For more and more RVers, especially Full Timers, having a computer on board (usually a laptop) has become a necessity rather than a splurge. Checking and sending emails has become almost a daily ritual for a large number of RVers.
At first, many RV parks added a modem connection in the office for park guests to use for sending/receiving emails. Some RV parks added an Ethernet port from their office computer system to provide a faster Internet connection. And, now, more and more RV parks are finally getting on the wifi bandwagon to answer the RVers' ever-increasing thirst for faster and more convenient Internet access.
Many RV parks still only provide a wifi hotspot in either the office or club house, if they have one. However, in the past two years, many RV parks have listened to the desire of the RV crowd and have started setting up wifi systems that can be used from just about any site in the RV park. (Hooray!) It is so nice to be able to sit in your RV or outside at the picnic table to check your emails, send replies, and even do some "surfing."
To many RVers, including us, those RV parks that insist on charging as much as $6/day for Internet access leave a very bitter taste in our mouths—and we usually do not return to those parks. Conversely, when we find a park with good wifi coverage at no charge— and good Internet connectivity—we smile ear-to-ear, enjoy our laptop, and always take the time to thank the manager for providing us with wifi.
The uses of a computer in your RV can go beyond simply sending and receiving emails. Many RVers hook up their computers to a GPS system that tells them where they are and how to get to their destination. For Full Timers and Extended Timers, the computer provides them with the ability to do on-line banking and, often more important, on-line bill paying.
With the advent of faster Internet connections at many RV parks, personal computers are being used for more and more tasks—such as updating a personal web site or blog, or sending pictures to family and friends.
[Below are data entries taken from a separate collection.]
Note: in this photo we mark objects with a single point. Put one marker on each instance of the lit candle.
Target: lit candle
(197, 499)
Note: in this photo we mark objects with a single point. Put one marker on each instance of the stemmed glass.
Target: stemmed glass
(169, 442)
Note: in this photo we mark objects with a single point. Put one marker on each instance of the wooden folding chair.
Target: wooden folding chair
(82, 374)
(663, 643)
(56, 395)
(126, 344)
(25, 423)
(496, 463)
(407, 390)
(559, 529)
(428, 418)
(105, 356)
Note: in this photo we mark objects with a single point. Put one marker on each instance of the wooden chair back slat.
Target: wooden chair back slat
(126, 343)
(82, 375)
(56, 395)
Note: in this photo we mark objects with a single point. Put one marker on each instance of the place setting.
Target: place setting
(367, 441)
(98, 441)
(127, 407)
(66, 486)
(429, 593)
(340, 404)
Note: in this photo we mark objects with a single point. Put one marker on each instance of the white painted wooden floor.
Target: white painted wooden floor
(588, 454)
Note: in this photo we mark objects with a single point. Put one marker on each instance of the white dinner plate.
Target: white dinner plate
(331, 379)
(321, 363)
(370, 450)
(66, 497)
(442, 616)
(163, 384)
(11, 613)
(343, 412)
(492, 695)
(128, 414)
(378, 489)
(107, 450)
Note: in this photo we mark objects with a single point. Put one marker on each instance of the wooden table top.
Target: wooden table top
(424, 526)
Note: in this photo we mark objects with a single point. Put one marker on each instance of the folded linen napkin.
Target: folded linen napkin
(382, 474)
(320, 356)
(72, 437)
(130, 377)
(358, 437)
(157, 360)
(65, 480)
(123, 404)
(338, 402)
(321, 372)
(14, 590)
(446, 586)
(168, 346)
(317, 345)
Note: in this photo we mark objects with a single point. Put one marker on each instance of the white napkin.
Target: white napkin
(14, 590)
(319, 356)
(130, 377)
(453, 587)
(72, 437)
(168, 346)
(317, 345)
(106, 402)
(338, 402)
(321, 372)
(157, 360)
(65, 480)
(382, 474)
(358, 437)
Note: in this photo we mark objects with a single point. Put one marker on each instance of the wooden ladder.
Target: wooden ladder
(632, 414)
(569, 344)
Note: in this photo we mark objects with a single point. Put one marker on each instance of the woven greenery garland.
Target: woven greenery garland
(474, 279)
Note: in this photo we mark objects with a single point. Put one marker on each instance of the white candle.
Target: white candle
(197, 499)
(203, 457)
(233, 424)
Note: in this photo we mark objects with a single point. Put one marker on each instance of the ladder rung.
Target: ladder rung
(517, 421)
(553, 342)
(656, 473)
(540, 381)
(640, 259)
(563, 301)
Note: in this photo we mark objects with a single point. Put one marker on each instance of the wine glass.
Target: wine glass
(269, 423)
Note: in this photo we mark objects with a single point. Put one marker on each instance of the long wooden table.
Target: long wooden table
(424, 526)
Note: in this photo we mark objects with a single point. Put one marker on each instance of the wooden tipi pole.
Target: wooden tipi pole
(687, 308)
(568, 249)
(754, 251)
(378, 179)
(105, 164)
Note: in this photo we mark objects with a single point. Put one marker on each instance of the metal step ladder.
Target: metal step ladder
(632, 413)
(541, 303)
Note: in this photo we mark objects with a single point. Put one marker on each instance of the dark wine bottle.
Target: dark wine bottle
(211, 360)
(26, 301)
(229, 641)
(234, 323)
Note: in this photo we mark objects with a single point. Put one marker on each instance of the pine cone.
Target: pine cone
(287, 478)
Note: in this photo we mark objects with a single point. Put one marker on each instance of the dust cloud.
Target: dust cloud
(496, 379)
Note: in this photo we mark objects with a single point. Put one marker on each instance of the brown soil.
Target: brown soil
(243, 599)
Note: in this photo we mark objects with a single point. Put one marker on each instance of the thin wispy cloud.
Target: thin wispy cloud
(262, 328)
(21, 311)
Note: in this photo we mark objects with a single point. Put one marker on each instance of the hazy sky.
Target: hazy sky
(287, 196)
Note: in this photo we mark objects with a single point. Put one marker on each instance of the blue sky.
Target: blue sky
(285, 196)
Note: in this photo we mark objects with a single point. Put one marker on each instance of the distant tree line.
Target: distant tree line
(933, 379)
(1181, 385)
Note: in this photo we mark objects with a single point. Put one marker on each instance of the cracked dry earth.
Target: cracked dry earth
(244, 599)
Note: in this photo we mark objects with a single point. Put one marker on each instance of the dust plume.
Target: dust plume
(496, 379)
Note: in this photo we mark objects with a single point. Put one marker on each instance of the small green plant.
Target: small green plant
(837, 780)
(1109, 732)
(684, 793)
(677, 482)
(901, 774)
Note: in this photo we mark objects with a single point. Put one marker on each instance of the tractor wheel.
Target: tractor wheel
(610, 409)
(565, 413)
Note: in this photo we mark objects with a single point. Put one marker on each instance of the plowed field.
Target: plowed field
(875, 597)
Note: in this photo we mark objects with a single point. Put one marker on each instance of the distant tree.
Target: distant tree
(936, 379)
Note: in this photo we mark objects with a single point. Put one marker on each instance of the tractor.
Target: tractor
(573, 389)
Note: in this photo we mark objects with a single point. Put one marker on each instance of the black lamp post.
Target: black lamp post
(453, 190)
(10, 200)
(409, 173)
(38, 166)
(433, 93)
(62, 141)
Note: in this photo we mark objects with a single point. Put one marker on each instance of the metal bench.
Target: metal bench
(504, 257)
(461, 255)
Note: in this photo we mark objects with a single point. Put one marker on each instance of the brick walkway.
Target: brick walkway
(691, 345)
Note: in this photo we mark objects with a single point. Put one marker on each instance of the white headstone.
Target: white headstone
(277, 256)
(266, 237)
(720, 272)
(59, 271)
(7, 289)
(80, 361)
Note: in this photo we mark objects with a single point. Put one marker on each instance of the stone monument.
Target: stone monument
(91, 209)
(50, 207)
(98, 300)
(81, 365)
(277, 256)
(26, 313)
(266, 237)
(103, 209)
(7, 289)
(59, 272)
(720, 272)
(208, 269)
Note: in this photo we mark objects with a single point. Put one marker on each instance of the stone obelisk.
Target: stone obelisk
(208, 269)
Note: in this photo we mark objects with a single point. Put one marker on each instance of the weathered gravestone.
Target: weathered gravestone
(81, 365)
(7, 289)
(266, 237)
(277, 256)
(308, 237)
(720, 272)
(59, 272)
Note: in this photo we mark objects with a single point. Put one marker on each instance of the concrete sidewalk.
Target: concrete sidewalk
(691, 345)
Laptop computers are, by far, the computer of choice for RVers. They are small, light in weight, and have just as much computing power and hard drive storage as the big clunker that most of us have at home.
We have found that also having an Inkjet printer, integrated with a flat-bed scanner (we us it as a copier), and a card reader for our digital camera memory cards has been an invaluable asset as we travel.
Nowadays, even the low-cost laptop computers have just about all the features needed by an RVer.
Because the current crop of computers provides so much bang-for-the-buck, it is really not practical to upgrade an older model laptop computer. In today's market, you can buy a fully functional laptop anywhere from $500 to $1,500, with almost equivalent features and functionality. Visit two or three major electronic stores, and browse the Internet, before you make a choice.
It is just about impossible to find a new latop that comes with Windows XP (too bad). Windows Vista is the operating system that comes with almost all new computers these days. Being new, Windows Vista is still full of glitches, and the User interface is vastly different from the now familiar Windows XP operating system.
Try to find a laptop that comes with Windows Vista Premium and not Windows Vista Basic. (Yes, the new Windows Vista operating system comes in four different versions.)